MS. BENZINGER: Hi. I’m Anne Marie Benzinger with Alpha One Advocacy Alliance and I am speaking from the patient perspective and I would like to speak to Dr. Bowman. We have grave concerns in the Alpha One patient community about access to these services. We have gotten these wonderful new products be able to come onboard and then restrictions on whether we are going to be able to get them based on the price limits that you have put on them, and this goes to being denied, you know, services and a choice by patients and their doctors making those decisions who is actually, you know, the person who should be making that decision for the patient. The other choice problem I have with CMS at this point and HHS and everybody else making the decisions on it, home infusion is not covered for Alpha One Antitrypsin protection. We as patients can’t get this if we are on Medicare unless we are homebound. Yet, it is proven that if we are up and we are active we are much healthier, and if we stay out of a medical facility we stay much healthier. So the home infusion makes so much sense, and it has the patient up and out and up and moving around, but not going into a dangerous facility that is providing numerous germs. I would like this to go back to the big house.

DR. BOWMAN: I will certainly take those comments about -- and I would like to get more information about that one, antitrypsin issue with the pricing and also the denials if you can provide that afterwards because I am not as familiar with the issues involved with that. You are absolutely correct. Home health, if you will, home health infusions of many medications and biologics make a lot of plain old dollars and cents as well as common sense. It currently is not a benefit obviously except for the IVIG for primary immune deficiency and that is based on again what Congress has handed to CMS at that big house. As you know, many third-party payers do have fairly lenient policies with the use of home infusions. It is definitely a cost-saving measure for them, and there are certainly demonstration projects underway at CMS with demonstration programs to evaluate not only home infusions, but a lot of other practices that third-party commercial payers are using right now to save money, if you will, to provide more cost-effective medicine. But I will be happy to take that back also, but you are probably going to have to take that down the street, you know, at Capital Hill to get that changed.

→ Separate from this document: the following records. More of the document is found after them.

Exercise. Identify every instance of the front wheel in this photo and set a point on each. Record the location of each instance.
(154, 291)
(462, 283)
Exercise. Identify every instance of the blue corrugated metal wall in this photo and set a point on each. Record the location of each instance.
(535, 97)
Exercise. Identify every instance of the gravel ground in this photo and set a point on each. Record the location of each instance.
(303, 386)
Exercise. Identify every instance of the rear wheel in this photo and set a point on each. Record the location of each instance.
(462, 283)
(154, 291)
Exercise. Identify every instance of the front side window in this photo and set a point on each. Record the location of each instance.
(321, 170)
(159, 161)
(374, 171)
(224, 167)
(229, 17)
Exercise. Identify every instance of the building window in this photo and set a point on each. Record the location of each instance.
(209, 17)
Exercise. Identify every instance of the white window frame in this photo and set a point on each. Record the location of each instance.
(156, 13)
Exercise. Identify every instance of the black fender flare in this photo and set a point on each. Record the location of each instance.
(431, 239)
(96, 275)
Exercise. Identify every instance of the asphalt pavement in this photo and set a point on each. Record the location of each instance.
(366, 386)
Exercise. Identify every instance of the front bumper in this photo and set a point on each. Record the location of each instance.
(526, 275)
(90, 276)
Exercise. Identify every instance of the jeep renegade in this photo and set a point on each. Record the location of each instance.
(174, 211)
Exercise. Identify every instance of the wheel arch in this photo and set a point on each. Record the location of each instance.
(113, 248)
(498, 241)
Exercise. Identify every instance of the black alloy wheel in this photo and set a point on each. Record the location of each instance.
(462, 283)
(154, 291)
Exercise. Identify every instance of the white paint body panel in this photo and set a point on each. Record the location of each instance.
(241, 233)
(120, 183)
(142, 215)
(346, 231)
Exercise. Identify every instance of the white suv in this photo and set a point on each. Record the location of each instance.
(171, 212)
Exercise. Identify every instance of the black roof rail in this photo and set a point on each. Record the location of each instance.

DR. SHAPIRO: I see Dr. Bowman’s sheet is full, so based on that I think I would like to thank everyone for their attention. Mark, do you want to say any closing remarks?

DR. WEINSTEIN: Well, again, I would like to thank all the speakers today. I think it was a very interesting session. We will continue tomorrow bright and sharp and 8:00 in the morning, and I think that we will continue to probably to understand the process of facilitating these new products, bring products for rare plasma protein disorders to the market. I think we will hear -- I know tomorrow we will hear a number of case studies where this is currently underway or has been achieved, and I think that these in particular will be very instructive for all of us. So until tomorrow I look forward to seeing you.

So again, speakers please come down to the front here. I want to give you some further instructions about this evening.

(Whereupon, the meeting was adjourned, to reconvene June 14th, 2005, at 8:00 a.m.)